When we asked him about smartwatches — the so-called next big thing — his eyes rolled so fast they almost created their own small gravity field.
“What we’ve learned along the way is that TV and entertainment is something that’s usually consumed in ‘lean-back’ mode, not lean-forward mode. That’s the idea of not leaning in and studying but rather leaning back and letting the content come at you.
“We get many more hours per users on a big screen than on a small screen, and even then a tiny screen. That makes me quite unenthusiastic about watches and things like that,” Hunt told us.
So in a world of smartwatches, virtual reality prototypes and a goddamn Holodeck, what does it take to impress Netflix’s product tsar? In short, he explains, it’s something that enhances the streaming experience without changing how people naturally use technology.
“We’ve learned about things that require a shift in user behaviour. 3D television was the best example: you had to put on glasses, you had to find them, you had to have a prescription sometimes, et cetera. That impediment — although small — is enough that people don’t use 3D very much and I think it’s pretty much on the way out,” he adds while making a thumb gesture kicking obnoxious 3D out of his sphere.
“I was unenthusiastic about 3D — although we did do some 3D [content] — but what I am aggressive about is 4K and HDR, because that’s the same format [with better quality]. You’re still sitting on the same format and using the same device and letting content wash over you, so things in that direction I’m enthusiastic about. Things that lead you in a new direction of things that need goggles to be viewed for example, that’s a big question.”
Hunt isn’t even that impressed by virtual reality technology than many have argued would improve the field of view for consuming movies.
“Hololens from Microsoft is kind of a cool demo, but really? You’re going to put these goggles on and view Netflix projected on them? Why not take the goggles off and see it on a real screen. It’d probably be easier.
“[VR] clearly has its place in fancy stuff like telesurgery and in mundane stuff like cool gaming all around you, but it’s unclear that there’s much value to goggles and VR for watching a show,” he adds.
No, what Hunt really wants is something impossibly expensive. Something crazy. Something he has to get out a whiteboard marker to explain to me.
“I’m personally excited about one thing that’s on the fence though,” he says as he starts sketching this little demo.
“Your eyeballs have a 120-degree to 180-degree field of view. You’re only using about 40-degrees of that for watching TV at a standard viewing distance. Conveniently, three curved televisions in a room would fill your field of view. It’s a serious set-up, but not impossible!
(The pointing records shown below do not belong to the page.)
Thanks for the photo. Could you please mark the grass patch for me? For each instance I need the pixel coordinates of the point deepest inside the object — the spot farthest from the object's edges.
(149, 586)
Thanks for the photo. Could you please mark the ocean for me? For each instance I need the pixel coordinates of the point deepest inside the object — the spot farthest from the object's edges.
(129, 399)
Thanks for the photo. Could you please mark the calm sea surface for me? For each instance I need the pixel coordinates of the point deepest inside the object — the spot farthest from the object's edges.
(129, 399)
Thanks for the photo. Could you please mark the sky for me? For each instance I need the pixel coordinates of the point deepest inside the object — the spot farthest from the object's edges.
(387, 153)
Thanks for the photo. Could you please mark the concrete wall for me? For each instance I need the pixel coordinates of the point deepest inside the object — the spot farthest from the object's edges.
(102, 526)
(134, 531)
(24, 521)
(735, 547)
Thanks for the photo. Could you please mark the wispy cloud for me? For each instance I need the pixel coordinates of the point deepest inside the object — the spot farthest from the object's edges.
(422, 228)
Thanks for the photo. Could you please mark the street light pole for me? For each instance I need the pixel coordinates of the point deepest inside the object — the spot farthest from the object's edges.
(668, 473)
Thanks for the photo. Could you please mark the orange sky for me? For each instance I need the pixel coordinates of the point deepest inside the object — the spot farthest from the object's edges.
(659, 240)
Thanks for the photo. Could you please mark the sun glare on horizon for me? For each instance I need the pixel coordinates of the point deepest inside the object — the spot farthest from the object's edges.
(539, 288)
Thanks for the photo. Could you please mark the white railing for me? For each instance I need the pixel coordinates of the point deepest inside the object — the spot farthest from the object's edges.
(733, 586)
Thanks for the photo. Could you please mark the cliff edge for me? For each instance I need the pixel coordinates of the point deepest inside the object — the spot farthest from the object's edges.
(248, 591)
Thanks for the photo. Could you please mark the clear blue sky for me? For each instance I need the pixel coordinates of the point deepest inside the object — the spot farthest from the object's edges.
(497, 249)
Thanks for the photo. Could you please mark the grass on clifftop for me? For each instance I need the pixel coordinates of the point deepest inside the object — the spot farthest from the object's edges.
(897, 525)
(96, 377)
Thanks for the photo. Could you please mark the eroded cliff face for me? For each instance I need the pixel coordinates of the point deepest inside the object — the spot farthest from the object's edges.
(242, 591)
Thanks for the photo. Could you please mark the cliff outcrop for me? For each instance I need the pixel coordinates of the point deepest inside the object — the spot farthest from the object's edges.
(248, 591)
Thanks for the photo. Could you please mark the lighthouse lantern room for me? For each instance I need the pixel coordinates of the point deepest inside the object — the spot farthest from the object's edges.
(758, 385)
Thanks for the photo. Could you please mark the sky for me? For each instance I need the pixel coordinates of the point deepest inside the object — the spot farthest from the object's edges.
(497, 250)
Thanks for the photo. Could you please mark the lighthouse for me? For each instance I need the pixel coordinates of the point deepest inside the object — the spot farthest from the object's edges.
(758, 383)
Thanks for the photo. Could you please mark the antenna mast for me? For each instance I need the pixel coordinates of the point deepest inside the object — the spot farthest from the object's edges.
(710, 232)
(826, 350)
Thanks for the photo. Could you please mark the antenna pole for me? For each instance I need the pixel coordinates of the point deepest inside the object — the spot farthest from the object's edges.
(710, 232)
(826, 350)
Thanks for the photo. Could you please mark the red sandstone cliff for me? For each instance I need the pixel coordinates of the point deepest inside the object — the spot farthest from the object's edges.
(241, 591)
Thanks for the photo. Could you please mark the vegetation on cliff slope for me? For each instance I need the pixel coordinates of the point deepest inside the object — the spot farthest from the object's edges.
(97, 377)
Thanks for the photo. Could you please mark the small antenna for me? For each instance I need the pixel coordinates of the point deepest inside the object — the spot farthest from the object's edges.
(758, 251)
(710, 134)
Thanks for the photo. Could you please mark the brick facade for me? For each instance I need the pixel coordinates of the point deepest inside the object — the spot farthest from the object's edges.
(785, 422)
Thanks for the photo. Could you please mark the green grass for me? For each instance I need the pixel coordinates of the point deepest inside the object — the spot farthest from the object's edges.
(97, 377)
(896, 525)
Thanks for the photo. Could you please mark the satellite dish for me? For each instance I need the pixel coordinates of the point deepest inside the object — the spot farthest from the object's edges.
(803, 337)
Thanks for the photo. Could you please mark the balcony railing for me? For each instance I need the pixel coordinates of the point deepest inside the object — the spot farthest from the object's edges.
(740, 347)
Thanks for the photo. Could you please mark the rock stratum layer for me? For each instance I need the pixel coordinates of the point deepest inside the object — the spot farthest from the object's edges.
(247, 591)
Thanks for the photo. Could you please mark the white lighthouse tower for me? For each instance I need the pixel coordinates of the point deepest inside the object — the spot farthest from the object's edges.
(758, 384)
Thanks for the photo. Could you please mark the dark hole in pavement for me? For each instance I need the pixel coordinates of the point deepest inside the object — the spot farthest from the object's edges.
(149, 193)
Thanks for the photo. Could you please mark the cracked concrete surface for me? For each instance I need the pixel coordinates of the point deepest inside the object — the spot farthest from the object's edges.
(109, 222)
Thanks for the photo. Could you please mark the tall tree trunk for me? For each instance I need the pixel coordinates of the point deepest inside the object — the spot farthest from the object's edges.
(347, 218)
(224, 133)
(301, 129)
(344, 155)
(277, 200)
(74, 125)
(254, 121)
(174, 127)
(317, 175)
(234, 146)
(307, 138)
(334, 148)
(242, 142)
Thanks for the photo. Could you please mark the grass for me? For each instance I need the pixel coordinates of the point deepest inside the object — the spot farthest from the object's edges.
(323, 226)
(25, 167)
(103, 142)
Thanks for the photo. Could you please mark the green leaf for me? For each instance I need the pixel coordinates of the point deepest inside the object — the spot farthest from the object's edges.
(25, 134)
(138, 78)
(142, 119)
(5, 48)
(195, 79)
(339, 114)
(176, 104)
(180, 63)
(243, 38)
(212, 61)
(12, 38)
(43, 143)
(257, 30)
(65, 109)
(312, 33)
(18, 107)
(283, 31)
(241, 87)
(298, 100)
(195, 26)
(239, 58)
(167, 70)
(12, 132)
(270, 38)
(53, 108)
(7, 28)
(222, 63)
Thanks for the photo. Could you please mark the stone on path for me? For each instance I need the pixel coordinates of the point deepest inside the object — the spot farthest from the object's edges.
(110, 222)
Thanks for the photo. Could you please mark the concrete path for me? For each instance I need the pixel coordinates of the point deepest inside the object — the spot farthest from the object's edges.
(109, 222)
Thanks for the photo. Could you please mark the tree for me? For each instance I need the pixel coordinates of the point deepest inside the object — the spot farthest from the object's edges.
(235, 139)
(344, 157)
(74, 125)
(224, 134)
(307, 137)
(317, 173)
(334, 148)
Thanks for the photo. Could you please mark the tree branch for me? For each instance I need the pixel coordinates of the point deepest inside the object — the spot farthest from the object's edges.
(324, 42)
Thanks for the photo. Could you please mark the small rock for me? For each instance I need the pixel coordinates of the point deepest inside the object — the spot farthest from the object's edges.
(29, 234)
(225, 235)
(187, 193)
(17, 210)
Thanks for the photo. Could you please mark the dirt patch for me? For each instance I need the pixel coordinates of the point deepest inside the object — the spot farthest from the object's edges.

“Here’s the key thing: you have different kinds of receptors in your eye and you only pay attention to detail in the middle portion and so imagine one 4K TV that has the action on it through the centre channel…and then a couple of 2K or 1080p TVs on the side with ambient stuff going on. A director can shoot that with three cameras and the action still happens in the middle. I see the steps there as let’s do 4K, let’s do HDR and then let’s move onto ultra-wide field of view and get an IMAX at home. That’s my magic science project!”
I hope your TV budget is massive for the next-generation of wrap-around Netflix.
Luke Hopewell travelled to Los Gatos as a guest of Netflix.